I’m very excited to introduce you to a paper by Liu, Jiang, He et al that I think will instantly improve your AI results (seriously) vs Adam.
I tested it on ImageNette and quickly got new high accuracy scores for the 5 and 20 epoch 128px leaderboard scores, so I know it works.
The simple summary - the authors investigated why all adaptive optimizers require a warmup and found it was a result of excessive variance of the adaptive momentum in the early stages. They then developed a dynamic algorithm to adjust the adaptive momentum based on the variance and show that with this, RAdam readily outperforms vanilla Adam with or without a warmup while providing much greater robustness to varying learning rates.

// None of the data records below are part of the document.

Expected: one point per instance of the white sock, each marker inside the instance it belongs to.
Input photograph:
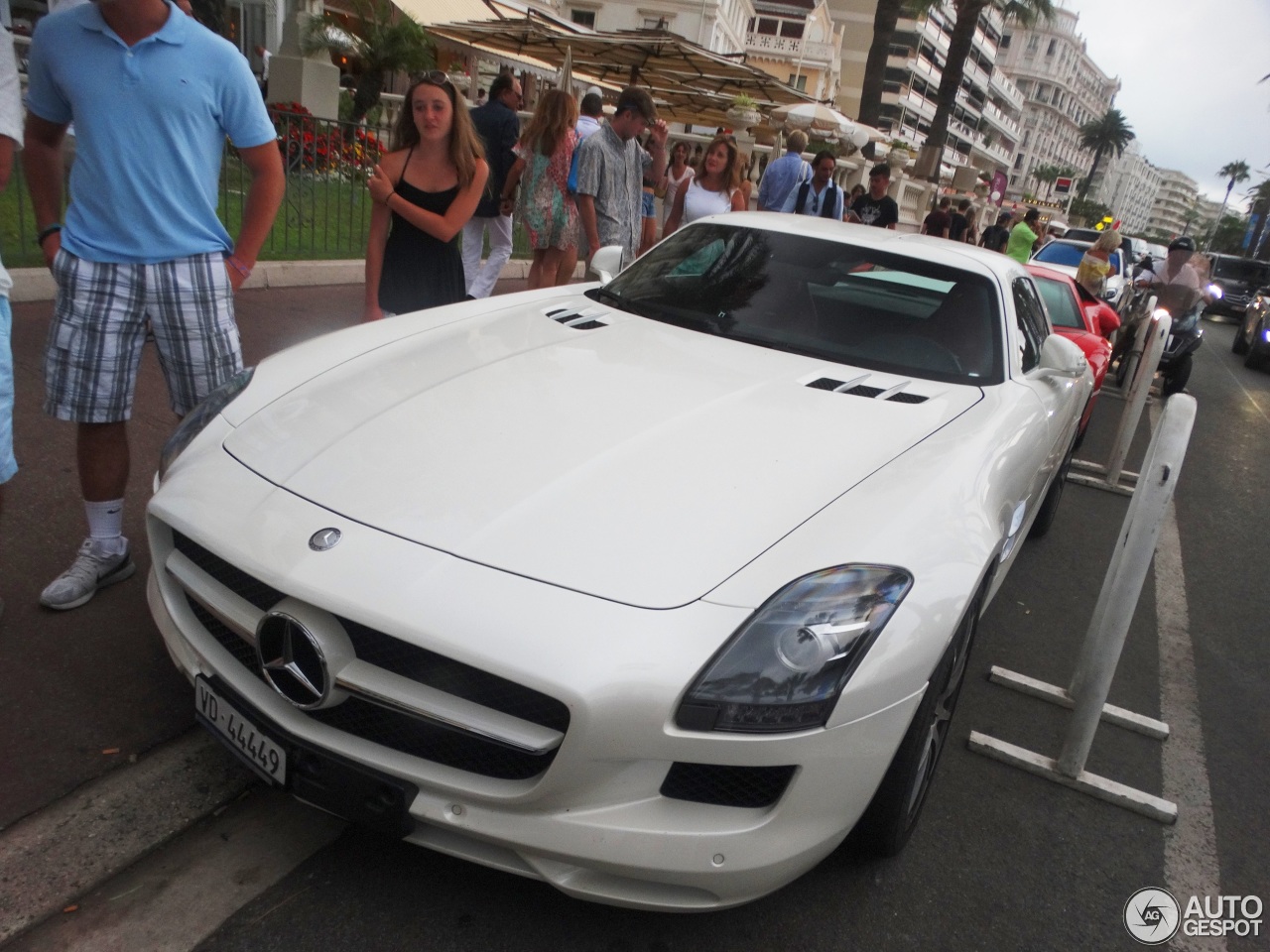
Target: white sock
(105, 526)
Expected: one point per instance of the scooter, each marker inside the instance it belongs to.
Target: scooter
(1185, 336)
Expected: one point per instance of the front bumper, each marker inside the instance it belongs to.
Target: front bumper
(595, 820)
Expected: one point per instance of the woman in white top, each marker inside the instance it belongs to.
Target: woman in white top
(715, 188)
(676, 177)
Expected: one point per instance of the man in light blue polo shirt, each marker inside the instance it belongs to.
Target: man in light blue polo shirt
(784, 175)
(153, 95)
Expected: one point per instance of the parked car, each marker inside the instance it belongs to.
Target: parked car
(1080, 317)
(1252, 338)
(654, 588)
(1238, 278)
(1065, 255)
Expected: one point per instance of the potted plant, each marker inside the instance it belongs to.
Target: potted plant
(743, 111)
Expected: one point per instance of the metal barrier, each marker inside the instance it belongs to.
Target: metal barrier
(1103, 640)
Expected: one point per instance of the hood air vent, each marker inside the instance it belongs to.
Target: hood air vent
(856, 388)
(576, 318)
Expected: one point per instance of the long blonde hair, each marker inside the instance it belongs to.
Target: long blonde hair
(554, 116)
(465, 144)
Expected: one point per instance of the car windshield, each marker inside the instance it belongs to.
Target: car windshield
(1060, 302)
(1245, 270)
(820, 298)
(1071, 255)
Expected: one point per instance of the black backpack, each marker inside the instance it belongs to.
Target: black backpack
(826, 209)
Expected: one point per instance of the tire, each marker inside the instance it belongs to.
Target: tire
(892, 814)
(1053, 497)
(1175, 381)
(1239, 344)
(1255, 358)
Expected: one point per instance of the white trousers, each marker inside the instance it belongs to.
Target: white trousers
(481, 278)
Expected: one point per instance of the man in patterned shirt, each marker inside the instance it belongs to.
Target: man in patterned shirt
(611, 171)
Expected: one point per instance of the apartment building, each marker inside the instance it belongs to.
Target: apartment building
(1128, 184)
(798, 42)
(984, 127)
(1174, 209)
(1064, 89)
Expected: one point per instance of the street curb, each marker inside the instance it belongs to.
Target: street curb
(44, 858)
(37, 284)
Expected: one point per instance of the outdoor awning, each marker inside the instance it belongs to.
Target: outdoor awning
(688, 81)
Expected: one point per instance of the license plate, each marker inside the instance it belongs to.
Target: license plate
(259, 753)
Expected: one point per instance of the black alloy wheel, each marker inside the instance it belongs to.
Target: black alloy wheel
(1239, 345)
(890, 819)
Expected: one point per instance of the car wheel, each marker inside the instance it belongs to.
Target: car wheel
(1255, 357)
(1239, 345)
(1053, 497)
(892, 815)
(1175, 381)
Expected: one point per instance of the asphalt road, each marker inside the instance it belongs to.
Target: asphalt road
(1001, 860)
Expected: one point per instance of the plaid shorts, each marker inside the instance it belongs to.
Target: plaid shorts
(8, 465)
(99, 326)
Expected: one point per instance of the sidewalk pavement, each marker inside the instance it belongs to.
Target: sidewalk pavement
(85, 694)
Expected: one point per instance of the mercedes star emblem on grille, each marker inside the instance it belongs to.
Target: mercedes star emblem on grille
(293, 660)
(324, 539)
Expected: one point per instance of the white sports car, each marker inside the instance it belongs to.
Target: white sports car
(653, 589)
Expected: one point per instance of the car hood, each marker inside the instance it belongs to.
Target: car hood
(622, 457)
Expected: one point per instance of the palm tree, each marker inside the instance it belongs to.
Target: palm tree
(875, 66)
(381, 45)
(968, 12)
(1236, 173)
(1100, 136)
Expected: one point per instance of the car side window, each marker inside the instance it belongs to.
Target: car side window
(1033, 324)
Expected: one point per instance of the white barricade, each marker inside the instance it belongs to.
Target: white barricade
(1103, 640)
(1111, 476)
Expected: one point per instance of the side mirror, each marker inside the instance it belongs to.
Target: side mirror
(1061, 356)
(1107, 321)
(606, 263)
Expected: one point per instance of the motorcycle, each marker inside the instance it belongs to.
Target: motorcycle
(1175, 365)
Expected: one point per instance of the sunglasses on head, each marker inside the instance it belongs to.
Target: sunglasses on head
(436, 77)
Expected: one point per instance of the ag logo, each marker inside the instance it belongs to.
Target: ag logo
(1152, 915)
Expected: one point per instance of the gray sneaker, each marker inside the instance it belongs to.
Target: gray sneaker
(87, 572)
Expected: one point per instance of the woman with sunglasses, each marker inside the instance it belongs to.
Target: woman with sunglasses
(715, 189)
(425, 193)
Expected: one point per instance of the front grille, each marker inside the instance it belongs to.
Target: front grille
(726, 785)
(380, 725)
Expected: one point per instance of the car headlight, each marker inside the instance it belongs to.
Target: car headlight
(785, 666)
(195, 420)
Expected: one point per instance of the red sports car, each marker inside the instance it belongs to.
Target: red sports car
(1082, 317)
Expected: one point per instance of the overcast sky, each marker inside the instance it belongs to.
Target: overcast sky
(1189, 80)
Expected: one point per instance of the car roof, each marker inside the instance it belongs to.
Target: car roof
(926, 248)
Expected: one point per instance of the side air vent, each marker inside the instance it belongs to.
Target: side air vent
(576, 318)
(855, 388)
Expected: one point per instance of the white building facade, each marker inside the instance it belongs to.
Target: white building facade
(1128, 188)
(1174, 209)
(1064, 89)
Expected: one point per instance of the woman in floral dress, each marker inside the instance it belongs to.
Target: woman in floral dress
(541, 175)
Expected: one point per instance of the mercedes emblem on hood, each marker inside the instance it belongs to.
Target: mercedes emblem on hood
(324, 539)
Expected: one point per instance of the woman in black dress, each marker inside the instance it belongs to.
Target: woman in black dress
(427, 190)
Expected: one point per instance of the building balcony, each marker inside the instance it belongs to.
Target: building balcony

This quick image from their paper should get your interest:
I’ve written a complete summary and overview along with example of using in FastAI here:
Here’s the link the paper directly and more importantly to their github with the unassuming one word readme (“RAdam”). I would recommend jumping directly to their github and trying it out as it really appears to be new state of the art for optimizers now;
I have to say after having tested a lot of papers this year, it seems that most over-promise and under-deliver on unseen datasets.
However, it appears RAdam delivers since I jumped to new high accuracy relative to the ImageNette leaderboard with it with minimal work other than plugging it in, and I’ve run a lot of tests trying to beat it with various papers before
Enjoy and please post any results if you test it out!